In summary, although the model of multi-turn dialog reply selection based on the pre-trained language model has been developed, the following problems still exist: first, the subtasks of the design are not efficient enough. Designing multiple subtasks for the pre-trained language model means that the pre-trained language model needs to be fine-tuned multiple times during training, which is at the cost of a large amount of time cost and computing resources, and the training cost is higher as more subtasks are used. Meanwhile, the optimization objectives of the subtasks are very different from those of the main task, and for example, the subtasks that predict their positions after the utterance is deleted may cause noise to the main task. Second, the semantic comprehension capabilities of the pre-trained language model are not fully exploited. The method only uses the [ CLS ] label representing the global information to predict in the main task, and ignores a large amount of information output at other positions except the [ CLS ]. Meanwhile, the model can understand the dialogue semantics from different angles in a plurality of auxiliary tasks and learn precious dialogue information, but the main task only uses the output of the [ CLS ] position for simple classification, and does not extract the information learned in the auxiliary tasks in a targeted manner, so that the model cannot fully utilize the important semantic information learned in the auxiliary tasks.

Disclosure of Invention

The invention aims to provide a local information perception dialogue method and system based on a pre-training language model, which are beneficial to improving the accuracy of multi-turn dialogue reply selection.

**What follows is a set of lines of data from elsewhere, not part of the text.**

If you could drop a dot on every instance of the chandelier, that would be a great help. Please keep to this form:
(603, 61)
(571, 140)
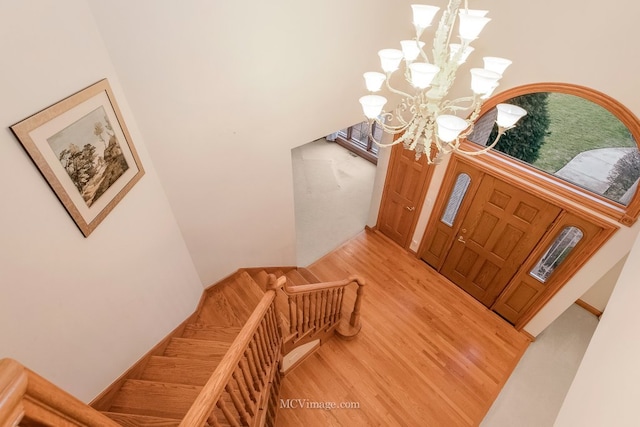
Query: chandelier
(427, 122)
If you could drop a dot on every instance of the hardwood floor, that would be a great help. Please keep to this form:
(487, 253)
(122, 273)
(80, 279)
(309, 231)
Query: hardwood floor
(428, 353)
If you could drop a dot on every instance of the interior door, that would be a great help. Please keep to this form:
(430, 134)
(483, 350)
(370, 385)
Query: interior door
(404, 194)
(501, 227)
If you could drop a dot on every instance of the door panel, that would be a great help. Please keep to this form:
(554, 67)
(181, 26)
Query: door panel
(526, 288)
(460, 185)
(403, 195)
(500, 229)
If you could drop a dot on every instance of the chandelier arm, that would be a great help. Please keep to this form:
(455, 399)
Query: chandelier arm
(453, 105)
(396, 91)
(501, 131)
(393, 130)
(443, 34)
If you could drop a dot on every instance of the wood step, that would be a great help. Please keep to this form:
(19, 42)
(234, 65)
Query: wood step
(188, 348)
(131, 420)
(231, 302)
(261, 278)
(155, 399)
(216, 309)
(308, 275)
(178, 370)
(296, 277)
(244, 295)
(201, 331)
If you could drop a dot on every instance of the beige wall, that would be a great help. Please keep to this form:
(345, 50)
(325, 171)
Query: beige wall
(598, 295)
(203, 83)
(77, 310)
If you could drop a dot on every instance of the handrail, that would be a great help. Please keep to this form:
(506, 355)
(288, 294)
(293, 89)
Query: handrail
(300, 289)
(316, 310)
(201, 410)
(24, 395)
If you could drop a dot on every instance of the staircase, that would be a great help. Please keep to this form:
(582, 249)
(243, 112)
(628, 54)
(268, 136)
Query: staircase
(223, 366)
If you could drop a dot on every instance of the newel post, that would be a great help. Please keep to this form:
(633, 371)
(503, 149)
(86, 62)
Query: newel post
(349, 330)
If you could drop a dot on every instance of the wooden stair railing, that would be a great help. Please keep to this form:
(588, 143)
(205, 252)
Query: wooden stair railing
(316, 308)
(248, 375)
(244, 387)
(26, 399)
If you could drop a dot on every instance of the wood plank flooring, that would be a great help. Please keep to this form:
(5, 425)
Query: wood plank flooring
(428, 353)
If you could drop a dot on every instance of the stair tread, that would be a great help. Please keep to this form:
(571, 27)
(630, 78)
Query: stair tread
(133, 420)
(308, 275)
(156, 399)
(261, 278)
(210, 332)
(296, 278)
(178, 370)
(231, 302)
(216, 309)
(188, 348)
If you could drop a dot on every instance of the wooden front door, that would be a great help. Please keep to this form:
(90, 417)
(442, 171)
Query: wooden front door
(404, 192)
(498, 232)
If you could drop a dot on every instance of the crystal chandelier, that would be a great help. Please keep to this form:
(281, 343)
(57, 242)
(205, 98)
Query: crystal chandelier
(427, 121)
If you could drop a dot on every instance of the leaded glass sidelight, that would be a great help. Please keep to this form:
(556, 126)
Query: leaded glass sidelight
(557, 252)
(455, 199)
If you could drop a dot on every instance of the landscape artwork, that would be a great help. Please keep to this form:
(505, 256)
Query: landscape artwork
(83, 149)
(90, 153)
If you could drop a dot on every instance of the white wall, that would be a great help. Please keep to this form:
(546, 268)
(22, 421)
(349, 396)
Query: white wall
(605, 390)
(212, 82)
(549, 41)
(598, 295)
(78, 311)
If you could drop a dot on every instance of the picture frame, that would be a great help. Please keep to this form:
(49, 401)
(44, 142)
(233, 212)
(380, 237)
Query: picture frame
(83, 149)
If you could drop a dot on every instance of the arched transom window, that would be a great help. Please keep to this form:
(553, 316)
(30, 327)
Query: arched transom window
(575, 135)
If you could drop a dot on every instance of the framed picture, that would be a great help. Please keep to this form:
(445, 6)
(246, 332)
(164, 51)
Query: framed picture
(83, 149)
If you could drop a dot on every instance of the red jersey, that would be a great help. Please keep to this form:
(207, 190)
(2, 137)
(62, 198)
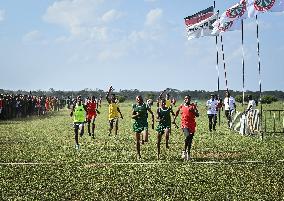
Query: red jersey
(1, 103)
(188, 117)
(91, 109)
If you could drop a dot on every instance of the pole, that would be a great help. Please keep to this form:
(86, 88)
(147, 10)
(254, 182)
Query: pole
(224, 63)
(243, 63)
(259, 72)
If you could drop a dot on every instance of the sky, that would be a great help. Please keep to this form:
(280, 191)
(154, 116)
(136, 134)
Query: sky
(130, 44)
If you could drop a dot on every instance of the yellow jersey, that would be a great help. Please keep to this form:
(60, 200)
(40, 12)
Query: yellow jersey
(168, 103)
(112, 111)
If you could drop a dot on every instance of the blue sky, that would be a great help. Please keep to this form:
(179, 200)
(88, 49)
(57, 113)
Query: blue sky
(130, 44)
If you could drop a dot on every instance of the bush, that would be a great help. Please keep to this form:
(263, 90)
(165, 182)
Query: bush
(268, 99)
(150, 96)
(121, 99)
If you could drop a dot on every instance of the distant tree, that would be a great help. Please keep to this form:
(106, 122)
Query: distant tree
(121, 99)
(150, 96)
(268, 99)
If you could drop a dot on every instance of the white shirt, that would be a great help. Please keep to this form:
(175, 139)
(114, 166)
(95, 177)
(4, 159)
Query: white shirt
(212, 106)
(231, 104)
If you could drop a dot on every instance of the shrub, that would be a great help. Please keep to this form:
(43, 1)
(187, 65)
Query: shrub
(268, 99)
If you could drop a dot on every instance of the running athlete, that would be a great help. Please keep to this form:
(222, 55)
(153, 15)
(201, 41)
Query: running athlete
(164, 126)
(140, 115)
(79, 113)
(113, 111)
(188, 113)
(92, 112)
(212, 109)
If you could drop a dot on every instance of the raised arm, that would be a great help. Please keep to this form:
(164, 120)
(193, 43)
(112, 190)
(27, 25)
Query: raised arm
(108, 93)
(119, 113)
(176, 115)
(153, 117)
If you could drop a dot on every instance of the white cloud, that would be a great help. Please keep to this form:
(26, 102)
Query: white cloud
(83, 20)
(111, 15)
(34, 36)
(72, 13)
(2, 15)
(153, 17)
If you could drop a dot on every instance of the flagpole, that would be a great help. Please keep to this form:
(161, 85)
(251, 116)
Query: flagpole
(243, 63)
(224, 63)
(218, 72)
(259, 72)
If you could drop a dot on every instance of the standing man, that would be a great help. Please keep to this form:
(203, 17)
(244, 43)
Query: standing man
(140, 126)
(230, 106)
(79, 113)
(164, 126)
(113, 111)
(188, 113)
(212, 108)
(92, 112)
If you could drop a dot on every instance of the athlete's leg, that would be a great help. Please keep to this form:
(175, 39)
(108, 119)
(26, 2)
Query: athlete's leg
(89, 129)
(190, 143)
(137, 138)
(210, 117)
(159, 138)
(76, 131)
(110, 126)
(116, 126)
(167, 136)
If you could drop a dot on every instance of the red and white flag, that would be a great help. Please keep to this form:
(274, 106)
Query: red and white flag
(226, 26)
(261, 6)
(200, 24)
(236, 12)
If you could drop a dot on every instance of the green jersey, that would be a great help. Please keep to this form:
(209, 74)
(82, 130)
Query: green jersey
(141, 121)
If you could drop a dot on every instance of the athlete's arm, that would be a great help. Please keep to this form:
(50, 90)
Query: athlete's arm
(108, 93)
(119, 113)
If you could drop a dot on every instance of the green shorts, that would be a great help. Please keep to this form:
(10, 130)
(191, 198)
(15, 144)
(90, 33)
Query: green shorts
(139, 127)
(161, 128)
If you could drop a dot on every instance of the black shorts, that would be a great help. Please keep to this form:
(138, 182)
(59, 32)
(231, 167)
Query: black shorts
(187, 132)
(113, 121)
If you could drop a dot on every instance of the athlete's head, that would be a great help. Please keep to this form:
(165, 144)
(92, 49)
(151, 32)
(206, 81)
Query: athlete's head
(113, 98)
(187, 99)
(163, 102)
(139, 99)
(168, 96)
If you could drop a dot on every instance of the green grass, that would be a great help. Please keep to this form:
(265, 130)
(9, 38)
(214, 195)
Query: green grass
(106, 168)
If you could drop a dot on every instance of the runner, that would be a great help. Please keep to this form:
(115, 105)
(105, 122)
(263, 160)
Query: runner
(92, 112)
(164, 126)
(140, 125)
(113, 111)
(212, 108)
(79, 112)
(230, 106)
(188, 113)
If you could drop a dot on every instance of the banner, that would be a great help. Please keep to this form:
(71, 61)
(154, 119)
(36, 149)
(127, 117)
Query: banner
(196, 27)
(226, 26)
(236, 12)
(260, 6)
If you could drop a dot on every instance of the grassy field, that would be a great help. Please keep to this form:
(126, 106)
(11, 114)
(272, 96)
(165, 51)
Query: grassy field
(39, 162)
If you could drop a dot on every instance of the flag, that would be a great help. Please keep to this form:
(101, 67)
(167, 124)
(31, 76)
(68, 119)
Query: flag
(260, 6)
(200, 24)
(237, 11)
(200, 16)
(226, 26)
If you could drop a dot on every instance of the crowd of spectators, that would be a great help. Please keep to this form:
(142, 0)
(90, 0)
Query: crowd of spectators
(20, 106)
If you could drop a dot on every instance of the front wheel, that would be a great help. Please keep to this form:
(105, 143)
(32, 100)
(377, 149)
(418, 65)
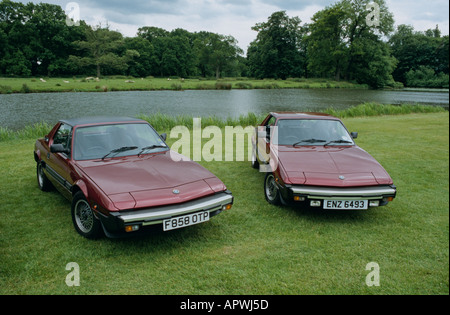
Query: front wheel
(271, 190)
(84, 220)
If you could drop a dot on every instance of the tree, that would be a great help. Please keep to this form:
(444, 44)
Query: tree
(424, 52)
(327, 52)
(104, 49)
(216, 53)
(342, 43)
(277, 50)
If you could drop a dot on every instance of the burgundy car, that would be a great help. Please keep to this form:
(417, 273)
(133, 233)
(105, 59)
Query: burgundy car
(121, 176)
(311, 159)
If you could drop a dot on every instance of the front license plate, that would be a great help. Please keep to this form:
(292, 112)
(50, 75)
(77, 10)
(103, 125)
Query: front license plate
(185, 220)
(346, 204)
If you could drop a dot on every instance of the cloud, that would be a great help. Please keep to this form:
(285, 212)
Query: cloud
(235, 17)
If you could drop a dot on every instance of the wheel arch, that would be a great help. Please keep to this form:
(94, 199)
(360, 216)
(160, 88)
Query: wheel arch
(80, 185)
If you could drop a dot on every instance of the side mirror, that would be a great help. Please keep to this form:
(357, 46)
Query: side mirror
(58, 148)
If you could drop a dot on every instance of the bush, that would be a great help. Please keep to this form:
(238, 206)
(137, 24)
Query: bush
(427, 78)
(5, 89)
(223, 86)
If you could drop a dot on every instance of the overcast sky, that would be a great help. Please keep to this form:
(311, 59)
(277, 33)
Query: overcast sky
(235, 17)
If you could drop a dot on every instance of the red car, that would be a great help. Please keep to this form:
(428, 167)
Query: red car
(121, 176)
(311, 159)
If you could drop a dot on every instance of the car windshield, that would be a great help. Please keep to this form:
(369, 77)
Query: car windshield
(301, 132)
(108, 141)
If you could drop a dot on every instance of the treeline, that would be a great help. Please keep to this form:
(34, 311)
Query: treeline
(341, 43)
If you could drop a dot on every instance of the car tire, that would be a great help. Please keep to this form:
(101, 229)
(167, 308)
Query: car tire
(271, 191)
(84, 220)
(43, 182)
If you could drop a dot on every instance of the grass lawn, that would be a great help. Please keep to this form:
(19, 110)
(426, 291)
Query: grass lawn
(254, 248)
(120, 83)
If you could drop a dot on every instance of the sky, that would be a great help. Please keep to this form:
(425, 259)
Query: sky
(233, 17)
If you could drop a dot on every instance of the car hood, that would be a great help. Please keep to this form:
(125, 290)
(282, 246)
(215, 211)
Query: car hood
(151, 180)
(343, 166)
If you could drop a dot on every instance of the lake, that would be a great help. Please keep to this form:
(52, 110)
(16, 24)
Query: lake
(19, 110)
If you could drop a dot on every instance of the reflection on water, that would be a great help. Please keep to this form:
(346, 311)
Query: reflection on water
(18, 110)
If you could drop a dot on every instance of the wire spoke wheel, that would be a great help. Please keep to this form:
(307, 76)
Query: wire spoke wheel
(84, 216)
(271, 189)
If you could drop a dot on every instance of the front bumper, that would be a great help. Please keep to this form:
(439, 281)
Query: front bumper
(116, 222)
(376, 195)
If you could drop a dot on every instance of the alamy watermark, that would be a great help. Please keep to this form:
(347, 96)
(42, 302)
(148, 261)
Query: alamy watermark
(373, 277)
(73, 278)
(230, 144)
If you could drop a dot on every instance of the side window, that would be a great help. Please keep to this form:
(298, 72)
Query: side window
(269, 127)
(271, 121)
(63, 136)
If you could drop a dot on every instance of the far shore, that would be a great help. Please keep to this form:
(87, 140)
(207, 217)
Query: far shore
(123, 83)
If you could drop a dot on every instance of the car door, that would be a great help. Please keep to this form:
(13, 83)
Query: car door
(57, 164)
(263, 141)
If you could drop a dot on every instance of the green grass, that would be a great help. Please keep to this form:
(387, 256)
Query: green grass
(254, 248)
(120, 83)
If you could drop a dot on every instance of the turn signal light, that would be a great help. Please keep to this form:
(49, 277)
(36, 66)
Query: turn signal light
(131, 228)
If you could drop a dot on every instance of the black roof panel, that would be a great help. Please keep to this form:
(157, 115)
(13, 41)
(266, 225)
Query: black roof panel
(92, 120)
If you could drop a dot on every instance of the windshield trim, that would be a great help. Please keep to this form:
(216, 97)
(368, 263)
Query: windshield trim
(162, 145)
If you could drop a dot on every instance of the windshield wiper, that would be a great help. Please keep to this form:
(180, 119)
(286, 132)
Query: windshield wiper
(154, 146)
(338, 141)
(309, 141)
(119, 150)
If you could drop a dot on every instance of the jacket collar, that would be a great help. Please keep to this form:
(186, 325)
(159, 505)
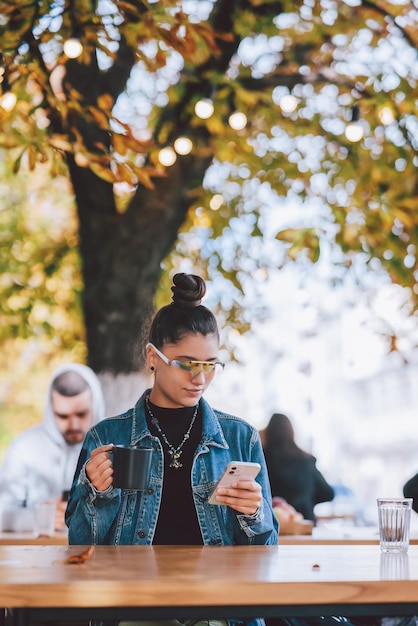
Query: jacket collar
(212, 433)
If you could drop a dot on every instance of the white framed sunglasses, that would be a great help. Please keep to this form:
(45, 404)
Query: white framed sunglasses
(194, 367)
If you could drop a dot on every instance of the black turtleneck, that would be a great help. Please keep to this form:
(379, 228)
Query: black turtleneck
(177, 520)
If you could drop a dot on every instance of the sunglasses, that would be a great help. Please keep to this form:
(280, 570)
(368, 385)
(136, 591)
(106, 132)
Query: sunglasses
(195, 367)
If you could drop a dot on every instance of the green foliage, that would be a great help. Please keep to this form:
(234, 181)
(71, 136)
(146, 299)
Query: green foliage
(40, 277)
(133, 90)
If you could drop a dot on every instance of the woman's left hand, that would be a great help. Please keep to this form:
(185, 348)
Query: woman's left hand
(244, 496)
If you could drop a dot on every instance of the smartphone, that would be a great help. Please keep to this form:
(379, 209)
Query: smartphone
(235, 471)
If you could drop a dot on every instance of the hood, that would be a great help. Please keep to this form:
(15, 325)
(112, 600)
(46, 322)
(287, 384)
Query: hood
(96, 393)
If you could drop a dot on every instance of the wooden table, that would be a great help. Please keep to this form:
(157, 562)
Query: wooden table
(350, 535)
(161, 582)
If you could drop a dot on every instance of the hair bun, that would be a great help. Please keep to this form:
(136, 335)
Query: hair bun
(188, 290)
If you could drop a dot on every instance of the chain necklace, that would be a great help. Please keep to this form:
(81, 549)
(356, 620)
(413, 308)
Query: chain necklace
(174, 453)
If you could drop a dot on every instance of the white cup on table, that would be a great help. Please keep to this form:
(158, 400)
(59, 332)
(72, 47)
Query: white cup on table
(394, 523)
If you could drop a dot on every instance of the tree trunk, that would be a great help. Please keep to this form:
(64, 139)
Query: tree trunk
(122, 256)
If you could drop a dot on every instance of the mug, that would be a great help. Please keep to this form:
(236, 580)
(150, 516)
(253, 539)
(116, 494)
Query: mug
(132, 467)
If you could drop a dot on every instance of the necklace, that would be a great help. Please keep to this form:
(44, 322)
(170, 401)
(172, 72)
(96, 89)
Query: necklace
(174, 453)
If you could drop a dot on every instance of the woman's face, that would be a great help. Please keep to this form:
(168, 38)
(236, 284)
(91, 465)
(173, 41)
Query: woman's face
(175, 387)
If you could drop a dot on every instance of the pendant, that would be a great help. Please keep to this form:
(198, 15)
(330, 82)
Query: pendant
(175, 460)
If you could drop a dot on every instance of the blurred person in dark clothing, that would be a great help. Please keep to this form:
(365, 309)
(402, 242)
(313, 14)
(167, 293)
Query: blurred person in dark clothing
(410, 490)
(293, 473)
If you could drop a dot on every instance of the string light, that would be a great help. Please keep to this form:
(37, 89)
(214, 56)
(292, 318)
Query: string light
(73, 48)
(183, 145)
(354, 130)
(385, 115)
(204, 108)
(216, 202)
(288, 103)
(167, 156)
(237, 120)
(8, 101)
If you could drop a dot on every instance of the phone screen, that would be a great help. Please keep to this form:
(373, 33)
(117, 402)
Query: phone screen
(235, 471)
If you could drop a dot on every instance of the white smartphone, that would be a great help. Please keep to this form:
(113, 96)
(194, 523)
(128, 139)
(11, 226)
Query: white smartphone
(235, 471)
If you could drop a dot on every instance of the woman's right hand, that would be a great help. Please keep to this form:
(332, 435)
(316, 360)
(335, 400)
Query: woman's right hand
(99, 467)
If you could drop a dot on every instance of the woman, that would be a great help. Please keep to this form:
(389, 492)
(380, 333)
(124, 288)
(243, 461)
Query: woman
(293, 472)
(192, 445)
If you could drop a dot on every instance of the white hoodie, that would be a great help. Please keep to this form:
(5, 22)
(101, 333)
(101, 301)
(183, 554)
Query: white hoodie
(39, 463)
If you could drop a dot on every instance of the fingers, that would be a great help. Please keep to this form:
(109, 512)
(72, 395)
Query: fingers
(99, 467)
(244, 497)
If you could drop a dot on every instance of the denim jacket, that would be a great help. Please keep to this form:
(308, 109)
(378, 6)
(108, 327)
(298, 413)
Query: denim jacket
(127, 517)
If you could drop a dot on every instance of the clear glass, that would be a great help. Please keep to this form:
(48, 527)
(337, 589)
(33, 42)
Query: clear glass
(394, 523)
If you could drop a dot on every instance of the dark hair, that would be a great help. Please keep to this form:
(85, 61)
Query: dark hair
(69, 384)
(185, 315)
(279, 435)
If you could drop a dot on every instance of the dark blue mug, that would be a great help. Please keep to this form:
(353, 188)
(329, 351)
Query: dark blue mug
(132, 467)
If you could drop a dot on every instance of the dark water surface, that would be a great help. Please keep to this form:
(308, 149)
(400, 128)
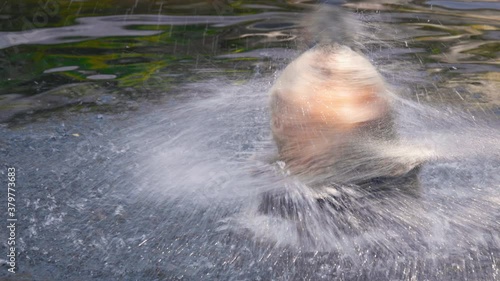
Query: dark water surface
(136, 129)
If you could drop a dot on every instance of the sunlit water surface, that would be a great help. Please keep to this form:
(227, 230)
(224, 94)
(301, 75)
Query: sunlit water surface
(143, 149)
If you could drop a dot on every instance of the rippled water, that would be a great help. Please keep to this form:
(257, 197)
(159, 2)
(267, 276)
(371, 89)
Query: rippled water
(140, 132)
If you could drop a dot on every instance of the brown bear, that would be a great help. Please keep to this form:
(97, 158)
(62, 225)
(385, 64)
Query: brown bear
(332, 119)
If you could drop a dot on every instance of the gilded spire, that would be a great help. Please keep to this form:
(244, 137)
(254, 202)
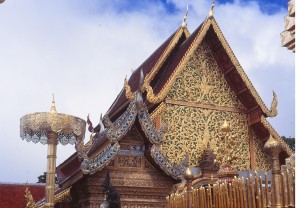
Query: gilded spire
(211, 11)
(53, 108)
(183, 24)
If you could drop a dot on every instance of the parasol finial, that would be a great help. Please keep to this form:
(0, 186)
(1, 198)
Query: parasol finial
(53, 108)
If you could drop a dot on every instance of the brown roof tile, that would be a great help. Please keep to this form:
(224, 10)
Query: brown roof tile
(12, 195)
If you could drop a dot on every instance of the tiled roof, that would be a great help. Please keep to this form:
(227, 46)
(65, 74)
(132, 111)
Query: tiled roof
(12, 195)
(147, 66)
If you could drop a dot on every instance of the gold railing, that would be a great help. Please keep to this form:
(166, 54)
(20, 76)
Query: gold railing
(252, 192)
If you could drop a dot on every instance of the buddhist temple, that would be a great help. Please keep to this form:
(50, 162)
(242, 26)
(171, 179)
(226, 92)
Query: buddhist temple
(170, 115)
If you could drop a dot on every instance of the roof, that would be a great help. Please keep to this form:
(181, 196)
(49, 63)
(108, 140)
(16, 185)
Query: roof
(232, 70)
(156, 60)
(167, 62)
(12, 194)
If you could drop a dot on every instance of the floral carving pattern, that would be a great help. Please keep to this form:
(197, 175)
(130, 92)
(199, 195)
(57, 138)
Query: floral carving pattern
(201, 81)
(190, 128)
(262, 159)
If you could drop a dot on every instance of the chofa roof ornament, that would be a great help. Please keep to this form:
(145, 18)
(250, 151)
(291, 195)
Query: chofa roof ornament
(183, 24)
(211, 11)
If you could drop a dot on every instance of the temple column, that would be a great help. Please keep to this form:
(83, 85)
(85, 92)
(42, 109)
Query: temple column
(51, 166)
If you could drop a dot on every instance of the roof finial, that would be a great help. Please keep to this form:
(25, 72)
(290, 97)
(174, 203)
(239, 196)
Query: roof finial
(53, 108)
(183, 24)
(211, 11)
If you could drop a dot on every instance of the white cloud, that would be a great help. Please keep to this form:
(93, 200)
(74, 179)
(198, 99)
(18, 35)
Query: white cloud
(82, 50)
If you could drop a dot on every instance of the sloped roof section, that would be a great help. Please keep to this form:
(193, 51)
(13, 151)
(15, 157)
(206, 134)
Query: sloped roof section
(150, 67)
(204, 31)
(12, 195)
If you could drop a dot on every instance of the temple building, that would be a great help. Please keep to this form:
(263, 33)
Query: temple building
(289, 33)
(169, 116)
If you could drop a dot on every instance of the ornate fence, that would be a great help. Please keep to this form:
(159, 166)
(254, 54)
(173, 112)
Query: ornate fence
(252, 192)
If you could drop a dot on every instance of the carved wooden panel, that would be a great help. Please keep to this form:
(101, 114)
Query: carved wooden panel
(202, 81)
(262, 159)
(190, 128)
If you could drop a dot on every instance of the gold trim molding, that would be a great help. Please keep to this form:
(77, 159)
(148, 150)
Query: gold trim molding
(210, 107)
(206, 25)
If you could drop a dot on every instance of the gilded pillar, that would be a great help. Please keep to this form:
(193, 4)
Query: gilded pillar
(274, 148)
(51, 166)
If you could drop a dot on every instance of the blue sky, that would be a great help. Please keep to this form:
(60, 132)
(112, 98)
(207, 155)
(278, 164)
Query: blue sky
(81, 50)
(266, 6)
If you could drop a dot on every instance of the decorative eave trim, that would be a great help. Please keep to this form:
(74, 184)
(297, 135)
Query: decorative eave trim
(150, 76)
(65, 194)
(201, 34)
(276, 136)
(174, 170)
(241, 72)
(154, 135)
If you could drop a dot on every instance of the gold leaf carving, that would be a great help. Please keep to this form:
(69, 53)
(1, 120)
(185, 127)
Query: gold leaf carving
(262, 159)
(201, 81)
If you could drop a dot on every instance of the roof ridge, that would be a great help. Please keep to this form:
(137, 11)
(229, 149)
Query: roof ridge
(22, 184)
(270, 113)
(276, 136)
(163, 92)
(150, 76)
(151, 97)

In order to achieve the purpose, the invention adopts the technical scheme that: a local information perception dialogue method based on a pre-training language model comprises the following steps:

step A: collecting multi-turn dialog texts of a specific scene, labeling the category to which each multi-turn dialog reply belongs, and constructing a training set D with positive and negative category labels;

and B: training a local information perception deep learning network model PLIP based on a pre-training language model by using a training set D, and selecting a reply corresponding to a given multi-turn conversation context;

and C: and inputting the multi-turn conversation context and the reply set into the trained local information perception deep learning network model PLIP to obtain the most appropriate reply corresponding to the multi-turn conversation context.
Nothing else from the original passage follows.